I’ve spent the last year deeply immersed in the climate movement. I call it the climate movement because it’s got a different flavor than the environmental movement. There’s an underlying understanding, though certainly not agreement among people I’m working with, that capitalism and all its baggage are at the root of the climate crisis. Different than the environmental movement, which has always seemed to have tunnel vision or perhaps you could call it “forest trail vision,” focusing on the trees, the birds, the clear air, the great outdoors…  But not the people.I make this distinction, because many involved in the current climate movement have come to it from the environmental movement. On my more compassionate days, I have more patience for those who are still learning the difference between the two — that it’s much more than urgency. But on days like today, I my patience is replaced with words “sacrifice zones” running through my head, like a mantra that’s equal parts tear-inducing and zapping me to speak up.

Why sacrifice zones?  Here in the United States, we are among the most privileged people on this planet. Our country and our corporations, because of our economic system, has much control over the livelihoods of people all over this planet. In turn, our country and corporations, make decisions that sacrifice people and livelihoods. That looks like farmers in India who can’t water their crops because their groundwater has been sucked dry by Nestle; it looks like children who are sent to work in sweatshops in Bangladesh to earn money for their families that can no longer afford to live on their farm lands and were forced to move to the city; kids in the US who live by mega-polluters and get asthma at an early age.

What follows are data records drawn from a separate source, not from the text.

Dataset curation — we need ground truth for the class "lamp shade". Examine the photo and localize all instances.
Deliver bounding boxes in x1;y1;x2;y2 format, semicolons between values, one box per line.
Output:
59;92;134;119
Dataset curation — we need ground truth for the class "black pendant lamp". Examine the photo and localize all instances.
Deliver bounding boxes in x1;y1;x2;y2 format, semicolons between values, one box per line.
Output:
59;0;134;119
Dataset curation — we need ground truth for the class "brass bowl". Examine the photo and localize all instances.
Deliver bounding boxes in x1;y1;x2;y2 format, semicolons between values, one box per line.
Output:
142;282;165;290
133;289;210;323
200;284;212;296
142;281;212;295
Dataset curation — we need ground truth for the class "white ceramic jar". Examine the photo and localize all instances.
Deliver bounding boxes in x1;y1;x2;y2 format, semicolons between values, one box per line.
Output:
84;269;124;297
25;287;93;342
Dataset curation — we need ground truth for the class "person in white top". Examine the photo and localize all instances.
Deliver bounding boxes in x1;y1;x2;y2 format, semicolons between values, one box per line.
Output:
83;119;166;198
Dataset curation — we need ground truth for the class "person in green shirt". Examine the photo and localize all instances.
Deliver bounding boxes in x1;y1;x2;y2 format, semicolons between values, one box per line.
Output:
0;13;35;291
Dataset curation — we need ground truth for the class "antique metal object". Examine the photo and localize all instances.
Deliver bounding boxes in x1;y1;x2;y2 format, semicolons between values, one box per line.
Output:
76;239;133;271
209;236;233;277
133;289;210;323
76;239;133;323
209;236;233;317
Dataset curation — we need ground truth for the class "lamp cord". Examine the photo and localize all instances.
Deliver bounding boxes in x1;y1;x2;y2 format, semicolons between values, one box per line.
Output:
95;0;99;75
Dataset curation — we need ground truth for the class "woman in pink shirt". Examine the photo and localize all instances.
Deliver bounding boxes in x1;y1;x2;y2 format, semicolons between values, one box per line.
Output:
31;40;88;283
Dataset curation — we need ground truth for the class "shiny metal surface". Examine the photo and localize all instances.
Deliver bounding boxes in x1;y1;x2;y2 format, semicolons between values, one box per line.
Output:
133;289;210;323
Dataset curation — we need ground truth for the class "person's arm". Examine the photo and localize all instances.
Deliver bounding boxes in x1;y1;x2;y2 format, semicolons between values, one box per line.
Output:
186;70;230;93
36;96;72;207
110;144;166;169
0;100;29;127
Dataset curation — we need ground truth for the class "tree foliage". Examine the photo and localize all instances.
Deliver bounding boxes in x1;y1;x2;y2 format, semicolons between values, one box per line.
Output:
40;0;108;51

Our economic system and policies sacrifice people. So when we, as white liberals, sit around and debate whether a policy that would sacrifice some people, is worth supporting because it could help solve the climate crisis, it makes my stomach stir. And it lights a fire in my belly because so many of the people in my life – the do-gooder well-meaning people, just don’t get the power and privilege they have. I remind myself that my hard work is to keep pushing these conversations, even if it makes people feel uncomfortable.